Das Comeback der Swiss Indoors in dieser Woche – das Revival – soll wieder eine gesunde Zukunft lancieren. «Eine neue Ära wird diese Woche eingeläutet», so Roger Brennwald, «die neue Spielergeneration ist auf dem Vormarsch.»
Schon vor zehn Jahren
Diese neue Ära wollte Brennwald schon vor zehn Jahren einleiten. Der 71-jährige Basler erkannte früh die Gefahr, das Turnier zu sehr auf die einheimische Gallionsfigur zu fokussieren. In den 70er-Jahren sorgte Björn «Iceborg» Borg für die erste Tennis-Hysterie in Basel. Später begeisterten John McEnroe, Andre Agassi, Stefan Edberg, Pete Sampras oder Yannick Noah die Massen. In den letzten Jahren wollten die Zuschauer in der St.

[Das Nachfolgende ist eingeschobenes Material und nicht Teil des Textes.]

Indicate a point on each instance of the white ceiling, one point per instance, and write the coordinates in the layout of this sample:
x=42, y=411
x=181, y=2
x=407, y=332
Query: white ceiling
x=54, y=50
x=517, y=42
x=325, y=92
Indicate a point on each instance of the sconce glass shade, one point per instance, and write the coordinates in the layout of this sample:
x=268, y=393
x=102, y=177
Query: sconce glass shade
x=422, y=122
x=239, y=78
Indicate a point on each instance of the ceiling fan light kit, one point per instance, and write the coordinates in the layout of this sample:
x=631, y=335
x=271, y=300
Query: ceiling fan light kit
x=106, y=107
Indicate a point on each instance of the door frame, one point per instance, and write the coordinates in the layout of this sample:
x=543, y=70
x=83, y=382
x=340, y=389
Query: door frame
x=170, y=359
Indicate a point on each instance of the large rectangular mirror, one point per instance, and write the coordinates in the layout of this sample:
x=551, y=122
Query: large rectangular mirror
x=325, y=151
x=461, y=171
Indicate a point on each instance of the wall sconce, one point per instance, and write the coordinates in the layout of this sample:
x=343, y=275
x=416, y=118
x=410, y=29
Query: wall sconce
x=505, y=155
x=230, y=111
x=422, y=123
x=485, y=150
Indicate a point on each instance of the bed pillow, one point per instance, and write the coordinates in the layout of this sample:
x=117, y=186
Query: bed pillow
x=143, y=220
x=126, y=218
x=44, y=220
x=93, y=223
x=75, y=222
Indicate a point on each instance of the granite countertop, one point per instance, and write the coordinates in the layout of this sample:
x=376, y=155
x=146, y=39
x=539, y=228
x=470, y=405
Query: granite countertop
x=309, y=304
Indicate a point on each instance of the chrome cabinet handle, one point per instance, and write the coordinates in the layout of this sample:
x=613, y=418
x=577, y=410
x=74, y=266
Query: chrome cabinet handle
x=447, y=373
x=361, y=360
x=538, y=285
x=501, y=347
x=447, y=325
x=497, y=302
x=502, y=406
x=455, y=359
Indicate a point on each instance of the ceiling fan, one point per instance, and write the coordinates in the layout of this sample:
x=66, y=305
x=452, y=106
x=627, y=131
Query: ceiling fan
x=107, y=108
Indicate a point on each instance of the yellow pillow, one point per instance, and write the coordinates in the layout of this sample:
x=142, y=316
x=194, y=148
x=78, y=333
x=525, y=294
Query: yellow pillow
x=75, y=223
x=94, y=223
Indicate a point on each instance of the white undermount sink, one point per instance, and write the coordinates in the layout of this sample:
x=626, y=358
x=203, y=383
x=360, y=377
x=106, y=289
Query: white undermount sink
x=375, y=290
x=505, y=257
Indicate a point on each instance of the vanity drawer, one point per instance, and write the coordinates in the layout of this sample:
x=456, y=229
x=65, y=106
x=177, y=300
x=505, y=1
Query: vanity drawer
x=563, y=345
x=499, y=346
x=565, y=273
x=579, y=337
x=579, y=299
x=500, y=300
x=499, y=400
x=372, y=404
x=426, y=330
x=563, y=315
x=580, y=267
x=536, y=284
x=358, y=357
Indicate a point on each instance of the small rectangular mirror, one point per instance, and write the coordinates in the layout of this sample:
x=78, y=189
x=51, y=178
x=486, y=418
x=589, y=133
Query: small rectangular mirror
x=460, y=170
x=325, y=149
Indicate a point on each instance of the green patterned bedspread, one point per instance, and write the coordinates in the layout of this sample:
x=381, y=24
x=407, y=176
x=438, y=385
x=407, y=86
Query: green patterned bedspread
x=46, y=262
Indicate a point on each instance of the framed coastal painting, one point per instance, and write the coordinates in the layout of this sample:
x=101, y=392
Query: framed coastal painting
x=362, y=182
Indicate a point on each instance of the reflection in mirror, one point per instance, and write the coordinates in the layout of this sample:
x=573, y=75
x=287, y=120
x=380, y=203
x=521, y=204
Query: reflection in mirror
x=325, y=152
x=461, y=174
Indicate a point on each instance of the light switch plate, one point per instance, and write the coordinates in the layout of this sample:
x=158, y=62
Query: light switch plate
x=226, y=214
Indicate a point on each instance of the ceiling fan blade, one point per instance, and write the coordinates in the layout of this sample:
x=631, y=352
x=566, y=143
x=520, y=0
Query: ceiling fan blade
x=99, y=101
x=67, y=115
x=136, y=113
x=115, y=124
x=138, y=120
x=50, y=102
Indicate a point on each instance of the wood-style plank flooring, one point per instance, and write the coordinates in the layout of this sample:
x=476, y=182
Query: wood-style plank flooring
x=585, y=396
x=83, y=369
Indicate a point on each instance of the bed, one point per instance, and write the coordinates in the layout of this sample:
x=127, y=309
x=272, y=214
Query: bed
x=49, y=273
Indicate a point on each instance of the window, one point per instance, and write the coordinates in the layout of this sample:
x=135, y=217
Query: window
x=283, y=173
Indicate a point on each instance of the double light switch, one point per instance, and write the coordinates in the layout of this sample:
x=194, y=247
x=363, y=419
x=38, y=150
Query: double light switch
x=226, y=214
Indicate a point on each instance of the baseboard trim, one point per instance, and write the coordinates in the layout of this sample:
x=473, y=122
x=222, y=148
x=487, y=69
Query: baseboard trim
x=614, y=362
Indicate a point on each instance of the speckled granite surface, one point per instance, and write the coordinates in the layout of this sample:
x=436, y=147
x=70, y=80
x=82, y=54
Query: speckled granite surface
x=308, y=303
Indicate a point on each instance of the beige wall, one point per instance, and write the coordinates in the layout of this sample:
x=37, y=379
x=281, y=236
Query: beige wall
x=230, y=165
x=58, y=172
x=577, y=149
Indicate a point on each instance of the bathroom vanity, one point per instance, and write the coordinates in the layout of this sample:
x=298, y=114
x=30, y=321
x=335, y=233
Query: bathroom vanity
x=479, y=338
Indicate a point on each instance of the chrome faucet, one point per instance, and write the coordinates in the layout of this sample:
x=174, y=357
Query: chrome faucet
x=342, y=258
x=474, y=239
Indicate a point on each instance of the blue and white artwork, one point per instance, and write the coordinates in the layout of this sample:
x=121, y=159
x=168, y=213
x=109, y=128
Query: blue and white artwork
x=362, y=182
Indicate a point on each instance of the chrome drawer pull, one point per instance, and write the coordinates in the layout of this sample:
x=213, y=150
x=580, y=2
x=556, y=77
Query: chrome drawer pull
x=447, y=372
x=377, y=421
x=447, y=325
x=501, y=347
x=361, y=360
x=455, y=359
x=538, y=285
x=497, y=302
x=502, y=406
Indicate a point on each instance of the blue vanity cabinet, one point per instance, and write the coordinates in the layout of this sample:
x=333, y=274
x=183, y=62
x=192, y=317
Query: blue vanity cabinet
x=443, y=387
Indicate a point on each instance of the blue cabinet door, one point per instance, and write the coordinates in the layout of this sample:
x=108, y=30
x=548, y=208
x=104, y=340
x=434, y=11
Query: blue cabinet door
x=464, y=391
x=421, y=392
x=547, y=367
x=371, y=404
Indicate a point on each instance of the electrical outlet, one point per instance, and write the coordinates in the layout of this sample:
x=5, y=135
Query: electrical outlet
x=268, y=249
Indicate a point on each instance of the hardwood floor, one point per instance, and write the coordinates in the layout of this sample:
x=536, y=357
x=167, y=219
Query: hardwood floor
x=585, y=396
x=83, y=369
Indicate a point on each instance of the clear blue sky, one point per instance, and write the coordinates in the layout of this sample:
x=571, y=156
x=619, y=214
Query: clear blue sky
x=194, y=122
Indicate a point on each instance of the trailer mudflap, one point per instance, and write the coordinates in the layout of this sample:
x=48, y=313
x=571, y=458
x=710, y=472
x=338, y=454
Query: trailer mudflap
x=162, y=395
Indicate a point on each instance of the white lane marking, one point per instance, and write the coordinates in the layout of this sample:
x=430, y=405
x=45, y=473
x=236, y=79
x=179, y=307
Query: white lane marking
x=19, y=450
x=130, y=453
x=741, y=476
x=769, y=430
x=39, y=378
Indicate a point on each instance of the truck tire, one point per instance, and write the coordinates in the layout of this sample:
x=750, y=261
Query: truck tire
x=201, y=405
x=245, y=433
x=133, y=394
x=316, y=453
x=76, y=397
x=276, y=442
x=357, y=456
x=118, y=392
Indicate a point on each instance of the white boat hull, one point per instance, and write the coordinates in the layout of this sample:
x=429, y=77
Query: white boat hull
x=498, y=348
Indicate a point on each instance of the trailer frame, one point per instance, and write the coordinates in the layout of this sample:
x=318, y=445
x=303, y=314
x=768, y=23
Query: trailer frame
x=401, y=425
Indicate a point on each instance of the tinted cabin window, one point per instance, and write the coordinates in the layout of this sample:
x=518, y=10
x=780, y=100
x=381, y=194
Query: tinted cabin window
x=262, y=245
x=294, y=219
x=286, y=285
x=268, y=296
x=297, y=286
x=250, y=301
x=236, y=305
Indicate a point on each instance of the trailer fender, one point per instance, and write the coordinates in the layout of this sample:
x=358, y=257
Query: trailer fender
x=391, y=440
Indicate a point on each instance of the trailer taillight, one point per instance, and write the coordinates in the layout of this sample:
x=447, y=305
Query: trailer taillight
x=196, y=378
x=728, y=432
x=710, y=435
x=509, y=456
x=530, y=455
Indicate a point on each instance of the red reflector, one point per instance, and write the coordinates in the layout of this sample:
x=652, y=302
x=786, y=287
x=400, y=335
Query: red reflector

Jakobshalle aber nur noch Roger Federer sehen.
Das Turnier unterstützte diesen Volkswillen, in dem es in den besten Federer-Jahren beim Startgeld für die Konkurrenz sparte, so dass in den 2000er-Jahren die Breite des Feldes nicht annähernd so stark war wie diesmal. Später wollten die Swiss Indoors dann bei Federer Startgeld sparen, um die Zuschauer auch auf die anderen Grössen (wie Nadal und Djokovic) zu sensibilisieren.
Das war vor zehn Jahren, als niemand ahnte, dass Federer bis 41 spielen würde und noch weitere drei Grand-Slam-Titel holen würde. Fünf der letzten sechs Swiss-Indoors-Turniere gewann Federer. Jetzt aber stehen gezwungenermassen wieder die internationalen Stars im Fokus. Hätte nicht Rafael Nadal in den letzten Wochen noch den zweiten Weltranglistenplatz zurückerobert und Casper Ruud auf Platz Nummer 3 zurückgedrängt, die Swiss Indoors hätten wie 1998 und 1999 die Nummern 1 (Carlos Alcaraz) und 2 am Start gehabt.
Standortfrage
Trotz der Euphorie über die grandiose Klasse des aktuellen Teilnehmerfeldes, ziehen am Horizont auch Wolken auf. Der Vertrag des Turniers mit der St. Jakobshalle läuft noch bis und mit 2023. Brennwald droht, diesen Kontrakt zu den aktuellen Bedingungen nicht mehr verlängern zu wollen. Wie die allermeisten Sport-Events und -Spitzenklubs haben auch die Swiss Indoors ein angespanntes Verhältnis zur Stadt Basel und ihrer rot-grünen Regierung. Die Miete der Halle kostet das Turnier rund 700'000 Franken. Und die vor vier Jahren fertig-sanierte und modernisierte St. Jakobshalle löste die Probleme der Swiss Indoors nicht. Der Aufbau der Tribünen kostet alljährlich weitere rund zwei Millionen Franken. In diesem Sommer kamen mit zwei Kantonen (Basel-Stadt und Basel-Land) Diskussionen um Fluchtwege auf – mit der Folge, dass das Turnier die Kapazität um 480 Sitzplätze reduzieren musste.
Für 2024 holten die Swiss Indoors Alternativ-Offerten ein. In Frage kommen noch in Genf der Palexpo und die Zuger Eishalle. Ein Umzug nach Genf wäre wirtschaftlich lukrativ, aber schwierig zu vollziehen, weil Genf bereits ein ATP-Turnier beherbergt und die Tour eine Konkurrenzierung dieses mittlerweile starken Sand-Events (mit der Tiriac-Gruppe im Rücken) kaum genehmigen würde. So stehen in der Standort-Diskussion vorerst nur Drohungen im Raum. Roger Brennwald stellte im Interview mit der Basler Zeitung klar: «Wir setzen alles daran, das Turnier in unserer Stadt Basel fortzuführen. Wir wollen das Turnier auf dem bisherigen Niveau halten und weiterführen.»